Essere una libraia-cantastorie significa anche viaggiare.
Viaggiare per lavoro, spostandosi da una scuola all’altra su e giù per la vasta pianura padana, da Mantova a Piacenza, da Ferrara a Bologna. E si va si va, si va per la campagna la mattina presto e si scoprono angoli di mondo meravigliosi che non pensavi così vicini.
E oltre a questo, nelle piccole scuole di campagna, dove i bambini ti abbracciano ancora e ti regalano mazzolini di margherite, trovi altrettanti pezzi di mondo: in una sola classe i nomi ti raccontano di viaggi, di tradizioni, di lavori nei campi, di mani che stringono mani e di appartamenti in condomini fatiscenti.
Nomi che si accompagnano ad occhi scintillanti, di un nero o di un blu che mai credevi potessero essere tanto profondi.
Essere una libraia viaggiante significa farsi un’ora di auto per raccontare ai bambini una fiaba che dura più o meno venti minuti, e vedere quel pezzo di mondo fatto di occhi scintillanti che da est a ovest, da nord a sud, ride a squarciagola per i mutandoni di Zio Lupo. Ah i mutandoni di Zio Lupo! Che invenzione felice! Meglio di tutti i percorsi interculturali che abbia mai visto o fatto.

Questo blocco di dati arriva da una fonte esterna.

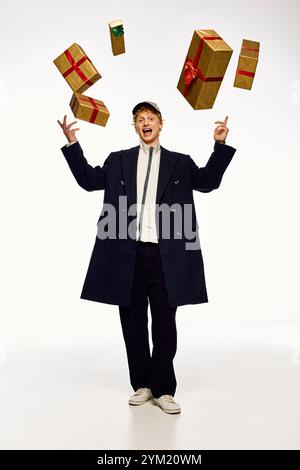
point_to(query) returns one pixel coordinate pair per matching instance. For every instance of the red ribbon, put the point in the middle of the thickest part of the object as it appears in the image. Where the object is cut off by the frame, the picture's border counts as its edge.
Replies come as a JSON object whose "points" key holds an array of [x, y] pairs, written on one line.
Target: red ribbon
{"points": [[75, 67], [95, 104], [190, 67], [244, 72], [250, 49]]}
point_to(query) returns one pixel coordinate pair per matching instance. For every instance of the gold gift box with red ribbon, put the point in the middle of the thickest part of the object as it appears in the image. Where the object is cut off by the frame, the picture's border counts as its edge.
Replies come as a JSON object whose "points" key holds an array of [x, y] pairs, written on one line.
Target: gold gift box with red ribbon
{"points": [[247, 64], [204, 68], [88, 109], [77, 69]]}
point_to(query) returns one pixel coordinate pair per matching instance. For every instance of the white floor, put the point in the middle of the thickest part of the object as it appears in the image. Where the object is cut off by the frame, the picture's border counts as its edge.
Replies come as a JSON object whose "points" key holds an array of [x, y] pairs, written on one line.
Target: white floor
{"points": [[76, 397]]}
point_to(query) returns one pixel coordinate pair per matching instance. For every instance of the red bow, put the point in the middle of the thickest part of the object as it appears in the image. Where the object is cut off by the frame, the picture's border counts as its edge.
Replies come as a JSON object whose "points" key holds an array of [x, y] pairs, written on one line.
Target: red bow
{"points": [[190, 72]]}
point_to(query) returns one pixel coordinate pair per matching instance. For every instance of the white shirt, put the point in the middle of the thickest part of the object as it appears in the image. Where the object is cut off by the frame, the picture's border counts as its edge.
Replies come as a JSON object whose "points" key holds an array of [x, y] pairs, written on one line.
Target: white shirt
{"points": [[148, 227]]}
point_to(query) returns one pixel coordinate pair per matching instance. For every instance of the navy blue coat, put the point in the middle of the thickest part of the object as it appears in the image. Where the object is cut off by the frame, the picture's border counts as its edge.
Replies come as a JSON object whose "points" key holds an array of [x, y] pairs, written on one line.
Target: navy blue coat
{"points": [[110, 272]]}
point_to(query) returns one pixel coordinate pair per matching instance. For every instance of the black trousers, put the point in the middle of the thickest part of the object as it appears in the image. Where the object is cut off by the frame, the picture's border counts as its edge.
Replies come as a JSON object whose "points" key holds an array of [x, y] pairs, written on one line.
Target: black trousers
{"points": [[156, 371]]}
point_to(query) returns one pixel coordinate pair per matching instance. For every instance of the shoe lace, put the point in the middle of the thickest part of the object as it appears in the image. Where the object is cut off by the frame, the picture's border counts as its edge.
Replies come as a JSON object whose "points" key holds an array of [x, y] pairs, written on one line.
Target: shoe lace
{"points": [[169, 398], [139, 391]]}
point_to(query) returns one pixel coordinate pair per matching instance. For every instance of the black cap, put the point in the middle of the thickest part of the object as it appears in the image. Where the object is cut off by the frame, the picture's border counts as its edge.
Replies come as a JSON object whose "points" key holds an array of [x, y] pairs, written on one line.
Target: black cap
{"points": [[148, 104]]}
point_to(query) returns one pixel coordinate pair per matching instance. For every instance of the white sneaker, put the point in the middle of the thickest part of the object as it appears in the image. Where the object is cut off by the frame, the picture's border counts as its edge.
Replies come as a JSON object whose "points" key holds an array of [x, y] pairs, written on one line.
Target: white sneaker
{"points": [[167, 404], [140, 396]]}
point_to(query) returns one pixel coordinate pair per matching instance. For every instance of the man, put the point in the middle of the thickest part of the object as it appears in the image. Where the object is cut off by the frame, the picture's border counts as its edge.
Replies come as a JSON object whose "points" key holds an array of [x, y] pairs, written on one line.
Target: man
{"points": [[138, 262]]}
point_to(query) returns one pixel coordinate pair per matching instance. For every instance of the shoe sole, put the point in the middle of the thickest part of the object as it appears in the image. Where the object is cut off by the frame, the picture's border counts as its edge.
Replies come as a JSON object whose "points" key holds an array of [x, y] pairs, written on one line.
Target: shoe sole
{"points": [[174, 411], [138, 403]]}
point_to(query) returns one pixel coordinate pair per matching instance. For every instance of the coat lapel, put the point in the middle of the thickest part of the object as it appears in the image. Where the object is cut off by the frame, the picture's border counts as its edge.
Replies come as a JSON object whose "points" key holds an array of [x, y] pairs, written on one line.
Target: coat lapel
{"points": [[129, 164]]}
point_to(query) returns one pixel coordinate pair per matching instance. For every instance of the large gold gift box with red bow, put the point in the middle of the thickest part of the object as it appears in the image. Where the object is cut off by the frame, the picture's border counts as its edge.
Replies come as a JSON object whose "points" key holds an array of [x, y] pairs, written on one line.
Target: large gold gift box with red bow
{"points": [[77, 69], [88, 109], [247, 64], [204, 68]]}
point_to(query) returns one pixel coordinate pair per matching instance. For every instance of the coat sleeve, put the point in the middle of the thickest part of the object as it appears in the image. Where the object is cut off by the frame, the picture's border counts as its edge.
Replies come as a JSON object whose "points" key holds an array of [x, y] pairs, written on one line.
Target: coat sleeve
{"points": [[88, 177], [209, 177]]}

E viaggiando ricordo di quando avevo 20 anni e non ero ancora libraia, ma maestra, e con la mia minuscola 126 svolgevo alcuni laboratori nelle più piccole scuole della campagna di Modena e Bologna. Quando andavo a S.Martino Spino, percorrevo 80 km quasi tutte le mattine e la campagna all’alba mi accoglieva con la sua nebbia dorata e un battito di grandi ali bianche, un airone. Ricordo la prima volta che andai. Forte dei miei studi chiesi dove si trovasse “La scuola dell’infanzia” e un nonnino a cavallo di una bicicletta azzurra mi rispose:
“Chè al masim gh’è l’esilo”.
E poi all’Esilo arrivai; mi accolse Massimo – un bambino di 5 anni – che mi disse ancora sulla soglia: “Sai, io ammazzo i maiali con Toltello”. Per qualche ragione Massimo non aveva la “C” dura, la sostituiva con la “T”, ma di certo non gli mancava il coraggio. Le scuole di campagna, così sole eppure così autentiche.
Mi piace viaggiare come libraia e cantastorie, mi piace decidere lungo la strada, con tutti quegli occhi nel cuore, di fermarmi per un peregrinaggio tra i papaveri e la camomilla, sotto l’ombra fresca dei filari di pioppi. Anche se la strada resta vicina, il mormorio verde della campagna con i suoi grilli, le sue api, il tremolare delle foglie, il suono ovattato della terra che si sbriciola sotto le scarpe, il fruscio delle spighe, il mormorio della vita oltre il fosso lungo la statale ti riempie le orecchie di pace.
Per agros, attraversare i campi, riposare, immaginare di averli tutti con me quei bambini, con le loro storie e i loro nomi misteriosi.
Per agros, attraversare i campi, per arrivare ad una chiesa e pregare sotto il tempio delle nuvole, tra il rosso della terra e il blu del cielo e sperare, sperare con tutte le forze, in un domani migliore per tutti.
Le fotografie di questo post sono dei campi di papaveri vicino a Palata Pepoli (Bologna) che hanno ispirato i miei pensieri; le poesie sono tratte da Poemario di campo di Alonso Palacios e Leticia Rui Fernandez, edito da Orecchio Acerbo. Le poesie sono tradotte da Francesca Lazzarato.